João Ewerton
Existem momentos na vida em que tudo parece resolver acontecer ao mesmo tempo.
Diante de uma corrida pelas últimas vagas nas lanchas com destino a Parintins, com muita dificuldade consegui comprar minha passagem de Manaus para Parintins, com saída prevista para as 4 horas da manhã do dia 27 de junho, um dia antes do início do festival. No entanto, para complicar minha vida, recebi uma intimação para uma audiência judicial às dez horas da manhã desse mesmo dia, a qual, de forma muito simpática, como é de praxe da justiça brasileira, informava gentilmente que, caso eu não comparecesse, seria conduzido de forma coercitiva. Toda essa delicadeza de trato porque eu era apenas testemunha no processo. Imagino como é tratado um réu.
A tal audiência ocorreria num horário em que eu estaria a bordo da lancha Puma V, a seis horas de viagem de um total de oito horas, ou seja, já nas proximidades de Parintins. Contudo, ainda que houvesse a possibilidade de participar virtualmente da audiência, por não conhecer o sistema de transporte do Amazonas, eu não tinha garantia de contar com um sinal de Wi-Fi seguro em pleno rio Amazonas, pois a experiência que se tem nas estradas brasileiras é tenebrosa. Todavia, ainda que houvesse um bom sinal de internet, não seria nada confortável estar sentado num banco de passageiro ao lado de desconhecidos, participando de uma audiência judicial.
Por esse motivo, decidi mudar o dia do meu embarque para o dia 28, o que consegui a muito custo, porque a demanda para esse roteiro no período do festival de Parintins é insanamente concorrida e cara. Devo elogiar aqui a competência e a velocidade com que o serviço online da “ajato”, mesmo com todas as limitações do período, conseguiu me realocar para a lancha “Madame Crys”, já citada em outros episódios.
Mas, antes de continuar a contar minha jornada pelo Amazonas, preciso falar um pouco sobre o motivo que me envolveu nessa tal audiência.
Trata-se de uma denúncia que fiz sobre a dilapidação de uma coleção de gravuras que o governo do estado do Maranhão adquiriu da viúva do escritor Arthur Azevedo (Artur Nabantino Gonçalves de Azevedo), num lote de objetos pessoais e obras de arte que representavam a memória desse importante dramaturgo brasileiro.
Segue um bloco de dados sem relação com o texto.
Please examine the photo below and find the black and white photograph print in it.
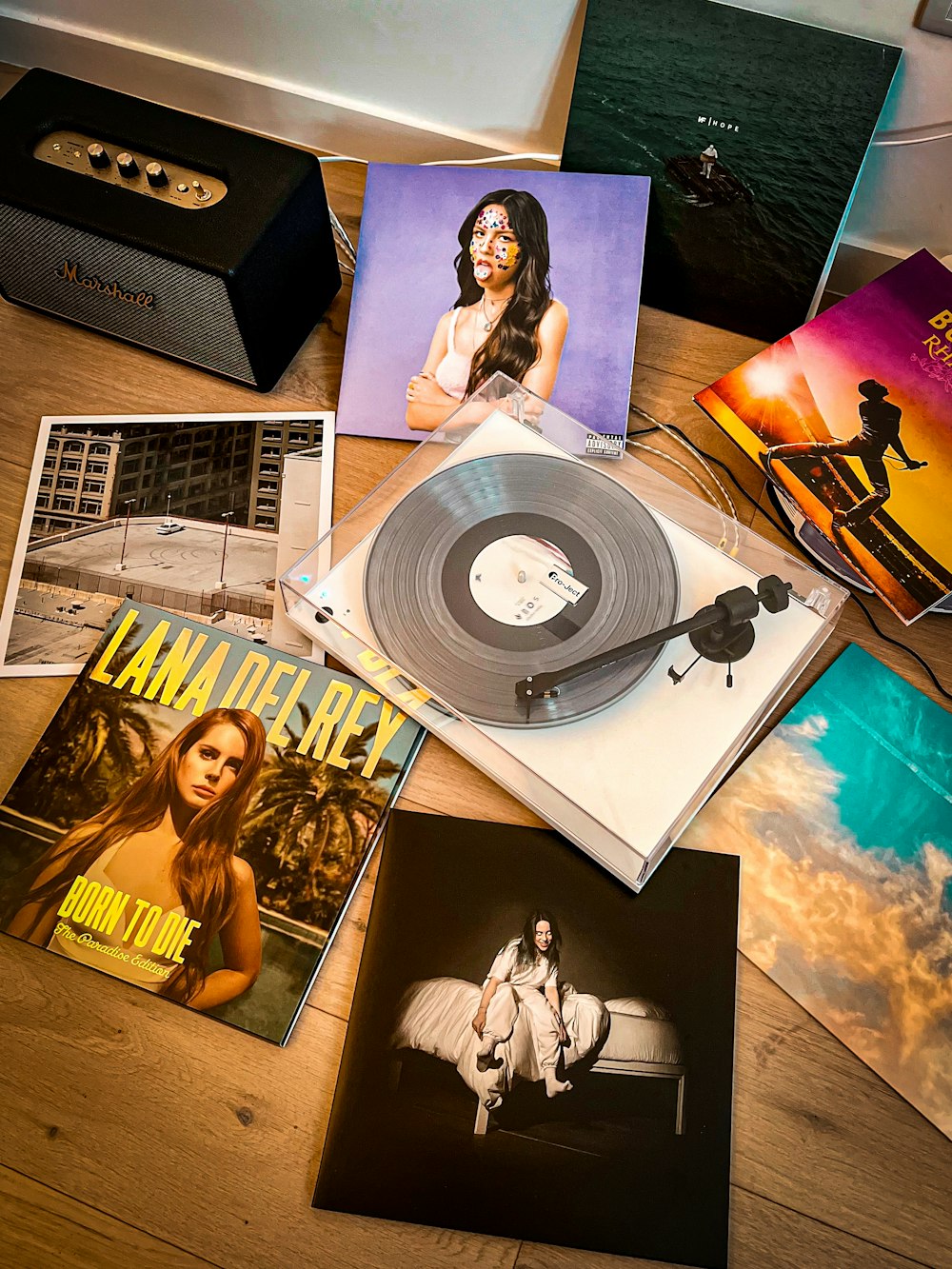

É importante destacar que o governo foi procurado pela viúva de Arthur Azevedo, que decidiu vender o acervo dele por estar enfrentando uma crise financeira, e, aproveitando-se desse estado crítico, o então governador do Maranhão, senhor Luis Domingues (1908-1912), desde o início da negociação, teve uma postura de menosprezo pelo acervo de Arthur Azevedo, coisa muito própria desses políticos espertos onde não deviam e verdadeiros energúmenos, que, por má-fé, cultivada na falta de conhecimento e ambiência cultural, menosprezam a memória e o patrimônio cultural. Assim, com esse típico espírito sombrio, usando do desespero da viúva, foi fazendo ofertas cada vez mais baixas até chegar a um valor quase irrisório, quando fechou a compra do acervo. Para o senhor Luis Domingues, essa que era uma das principais coleções de gravuras da América Latina não tinha valor algum, e ele acabou comprando por obrigação, sob pressão do nome de Arthur Azevedo, e para se ver livre da sua viúva, a senhora Carolina Adelaide Lecouflé, que era artista gravadora formada na França.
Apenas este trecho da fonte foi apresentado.